January 1999
Code for this article: jan99HoC.exe (2KB)
Don Box is a co-founder of DevelopMentor, a COM think tank that educates the software industry in COM, MTS, and ATL. Don wrote Essential COM and coauthored the follow-up Effective COM (Addison-Wesley). Reach Don at http://www.develop.com/dbox. |
After reading my October 1998 column on essential
books for COM developers, a colleague asked me
if I had given up writing technical articles for MSJ and had switched to a more soft-core focus, as would befit a developer of my advanced age (36). Not wanting to be put out to the pasture of technical management just yet, I decided to ditch the "Top Ten English Phrases You Can Put into a GUID" piece I had originally planned for this month and turned my attention to something a bit more grungy. Since I just spent four hours FTPing Windows NT® 4.0 Service Pack 4, I can think of no better topic for this month's column than the infamous type library marshaler that just got a major boost in SP4 because it now supports structures as parameters. (Note: the information given here may or may not apply to Windows 2000.Ed.)
Most objects don't elect to implement the IMarshal interface. This is because these objects choose to let the COM runtime build a proxy/stub pair to allow references to the object to be passed across context boundaries. (Prior to Windows 2000, proxies were only needed across apartments, but alas, Windows 2000 subdivides apartments even further.) These objects are said to use standard marshaling, and are the objects I'll focus on in this column. The COM library and wire protocol explicitly support standard marshaling for only one COM interface: IUnknown. The proxy manager and stub manager used in standard marshaling only know how to make this one interface work across contexts. Fortunately, the proxy and stub managers are extensible, which allows other interfaces to be used with standard marshaling. As shown in Figure 1, the proxy manager can load interface proxies to translate method invocations into ORPC requests.

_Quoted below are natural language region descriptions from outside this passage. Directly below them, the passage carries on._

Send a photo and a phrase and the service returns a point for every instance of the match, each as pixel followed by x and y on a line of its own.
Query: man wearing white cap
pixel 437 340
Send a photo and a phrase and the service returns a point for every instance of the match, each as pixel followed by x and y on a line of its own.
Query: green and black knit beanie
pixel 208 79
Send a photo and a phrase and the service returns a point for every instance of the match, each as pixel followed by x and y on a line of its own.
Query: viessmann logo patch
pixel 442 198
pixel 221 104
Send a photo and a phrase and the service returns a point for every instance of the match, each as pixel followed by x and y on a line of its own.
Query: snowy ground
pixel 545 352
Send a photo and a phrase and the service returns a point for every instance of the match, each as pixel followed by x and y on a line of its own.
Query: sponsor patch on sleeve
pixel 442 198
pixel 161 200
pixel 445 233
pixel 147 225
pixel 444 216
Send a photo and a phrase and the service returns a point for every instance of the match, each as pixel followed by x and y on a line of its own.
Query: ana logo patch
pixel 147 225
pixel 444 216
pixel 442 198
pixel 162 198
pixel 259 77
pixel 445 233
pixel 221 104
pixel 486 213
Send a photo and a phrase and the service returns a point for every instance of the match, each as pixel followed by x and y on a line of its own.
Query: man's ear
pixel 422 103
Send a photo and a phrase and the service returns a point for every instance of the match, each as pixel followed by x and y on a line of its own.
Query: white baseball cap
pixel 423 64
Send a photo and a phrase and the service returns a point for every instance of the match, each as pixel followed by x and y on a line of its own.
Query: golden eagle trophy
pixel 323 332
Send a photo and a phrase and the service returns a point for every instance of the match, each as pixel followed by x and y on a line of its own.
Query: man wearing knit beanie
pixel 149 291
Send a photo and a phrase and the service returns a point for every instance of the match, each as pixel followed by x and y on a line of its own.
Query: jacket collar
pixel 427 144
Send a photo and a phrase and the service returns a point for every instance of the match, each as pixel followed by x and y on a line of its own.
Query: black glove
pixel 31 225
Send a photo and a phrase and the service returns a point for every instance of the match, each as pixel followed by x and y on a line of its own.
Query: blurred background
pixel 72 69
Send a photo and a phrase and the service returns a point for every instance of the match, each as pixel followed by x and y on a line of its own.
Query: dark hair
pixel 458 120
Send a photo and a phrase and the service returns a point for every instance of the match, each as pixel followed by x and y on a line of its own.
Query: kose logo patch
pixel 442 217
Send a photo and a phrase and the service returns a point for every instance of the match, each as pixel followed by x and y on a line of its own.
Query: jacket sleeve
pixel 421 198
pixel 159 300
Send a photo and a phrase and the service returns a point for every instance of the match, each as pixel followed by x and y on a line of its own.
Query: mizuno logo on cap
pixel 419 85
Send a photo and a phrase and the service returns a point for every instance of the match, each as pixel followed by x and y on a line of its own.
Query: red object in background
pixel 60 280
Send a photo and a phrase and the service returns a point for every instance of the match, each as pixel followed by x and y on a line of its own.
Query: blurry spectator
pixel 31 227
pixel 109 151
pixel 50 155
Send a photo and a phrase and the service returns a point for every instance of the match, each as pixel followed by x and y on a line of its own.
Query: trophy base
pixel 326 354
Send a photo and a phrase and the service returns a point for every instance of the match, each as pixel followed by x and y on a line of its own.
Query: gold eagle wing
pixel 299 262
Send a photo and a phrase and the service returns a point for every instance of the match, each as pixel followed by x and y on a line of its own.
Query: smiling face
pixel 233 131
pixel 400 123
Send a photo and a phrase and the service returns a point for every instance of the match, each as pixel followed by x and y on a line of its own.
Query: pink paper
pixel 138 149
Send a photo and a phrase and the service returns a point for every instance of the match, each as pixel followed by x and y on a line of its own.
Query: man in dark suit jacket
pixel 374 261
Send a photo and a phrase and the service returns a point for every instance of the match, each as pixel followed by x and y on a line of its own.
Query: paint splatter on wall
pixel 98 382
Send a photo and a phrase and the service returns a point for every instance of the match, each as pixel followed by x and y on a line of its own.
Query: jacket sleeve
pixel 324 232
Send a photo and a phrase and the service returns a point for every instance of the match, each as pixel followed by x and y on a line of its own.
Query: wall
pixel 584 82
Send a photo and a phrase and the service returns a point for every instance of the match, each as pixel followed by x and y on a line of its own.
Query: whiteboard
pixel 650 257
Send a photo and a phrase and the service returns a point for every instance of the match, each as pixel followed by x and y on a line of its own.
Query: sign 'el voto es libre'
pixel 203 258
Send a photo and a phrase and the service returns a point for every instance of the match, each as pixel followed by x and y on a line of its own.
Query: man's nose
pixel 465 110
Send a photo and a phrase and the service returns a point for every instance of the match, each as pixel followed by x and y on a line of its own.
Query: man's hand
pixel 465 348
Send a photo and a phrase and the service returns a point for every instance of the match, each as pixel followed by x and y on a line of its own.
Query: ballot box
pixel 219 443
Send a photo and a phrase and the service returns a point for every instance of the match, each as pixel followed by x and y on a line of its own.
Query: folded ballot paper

The stub manager can load interface stubs, which then turn these request messages into method invocations on the actual object, as shown in Figure 2. All interfaces beyond IUnknown must have an interface proxy and stub registered on the system to work with standard marshaling. This is true for interfaces defined by Microsoft or by third parties. For example, if the IStorage interface is to be remotable via standard marshaling, its IID must be listed under HKEY_CLASSES_ROOT\Interface, and it must also have a ProxyStubClsid32 subkey pointing to the in-process server that implements the interface proxy and stub. Fortunately, IID_IStorage has such an entry. If you were to look up the GUID stored at IStorage's ProxyStubClsid32 entry ({00000320-0000-0000-C000-000000000046}) under HKEY_CLASSES_ROOT\ CLSID, you would find that it points to OLE32.DLL, and the friendly name of the class is either PSFactoryBuffer (under Windows 2000) or oleprx32_PSFactory (under Windows NT 4.0). This identifies the proxy/stub factory for all of the remotable interfaces that make up the COM core.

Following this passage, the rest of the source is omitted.